By Bonnie Burger
Audiences can expect laughs, engaging scenes and active participation from the Baylor Theatre’s newest production, “The Skin of Our Teeth,” opening at the Mabee Theatre at 7:30 p.m on Feb. 1.
Shelby Hibbs, a graduate student from North Little Rock, Ark., is directing the dramatic comedy depicting the bizarre adventures of the Antrobus family in the face of impending doom.
“Each act is its own little world,” Hibbs said. “It’s not a linear progression of events. Jumping from one act to the next, there are many stories being told.”
The story settings include the Ice Age, Great Flood and a throwback to the Roaring Twenties.
A mixture of humor and intensity, overshadowed with strong biblical themes, the play purposely draws in the audience.
Hibbs alluded to specific roles the audience plays, careful to leave hints of curiosity and ambiguity.
“Unlike other theater performances, you will use your cell phone,” she said.
The nature of the production calls patrons to action, at times drawing onlookers onstage with the actors.
“We want to see if we can build a community of people throughout the audience,” Hibbs said. “It’s rewarding to have the opportunity to take that risk. It’s also rewarding if that risk pays off.”
This risk also allows for every production to have an element of improvisation.
“Concerning audience participation, there’s an unknown of what’s going to happen, how that person is going to react or interact with you,” said Richard Ross, a Dallas sophomore playing the part of Mr. Antrobus. “This play is all about breaking boundaries between the audience, the performance and the actors.”
The play is part of Hibbs’ thesis for the Master of Fine Arts directing program. She first encountered “The Skin of Our Teeth” as an undergraduate student at Ouachita Baptist University in Arkansas.
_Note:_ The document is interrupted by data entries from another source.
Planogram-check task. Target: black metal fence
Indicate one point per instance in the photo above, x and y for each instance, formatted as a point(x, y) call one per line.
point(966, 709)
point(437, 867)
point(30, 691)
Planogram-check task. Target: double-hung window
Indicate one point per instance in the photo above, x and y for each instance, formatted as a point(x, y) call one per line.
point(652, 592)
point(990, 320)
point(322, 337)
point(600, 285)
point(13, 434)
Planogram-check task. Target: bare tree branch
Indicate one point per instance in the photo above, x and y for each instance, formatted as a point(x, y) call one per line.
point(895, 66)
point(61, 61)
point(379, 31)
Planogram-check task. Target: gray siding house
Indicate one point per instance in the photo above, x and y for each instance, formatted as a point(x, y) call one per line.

During her thesis preparation, Hibbs returned to the script she found “hysterical and fascinating,” after reading more than 60 scripts.
“The play has more substance to it,” she said. “It portrays ideas of human community, spirit, myth, progress and defining what progress is.”
In addition to the play’s comedic element, patrons can expect depth to each character.
“It’s been fun to dissect [my] character,” Ross said. “Mr. Antrobus is a representation of man, an Adam figure, with this great flaw. He’s trying to cover this flaw by righting the world.”
Hibbs strove for a collective collaboration between herself and the actors, often drawing from their feedback and pursuing collaborative research together.
“Shelby has been a real creative and experimental leader with the production,” said dramaturg and theater historian Dr. DeAnna Toten Beard. “I think everybody is finding the work to be very rewarding.
Thornton Wilder wrote the Pulitzer Prize-winning play, which opened on Broadway in 1942.
“[The audience] will find it to be unpredictable and not exactly what they’re used to, in a good way,” Toten Beard said. “I think they can expect to be surprised and to laugh a lot and to have their thinking really challenged in a positive way.”
“The Skin of Our Teeth” runs nightly through Feb. 5 at 7:30 p.m., with two matinee performances at 2 p.m. Feb. 5 and 6. Tickets are available at the Baylor Theatre Box Office for $15.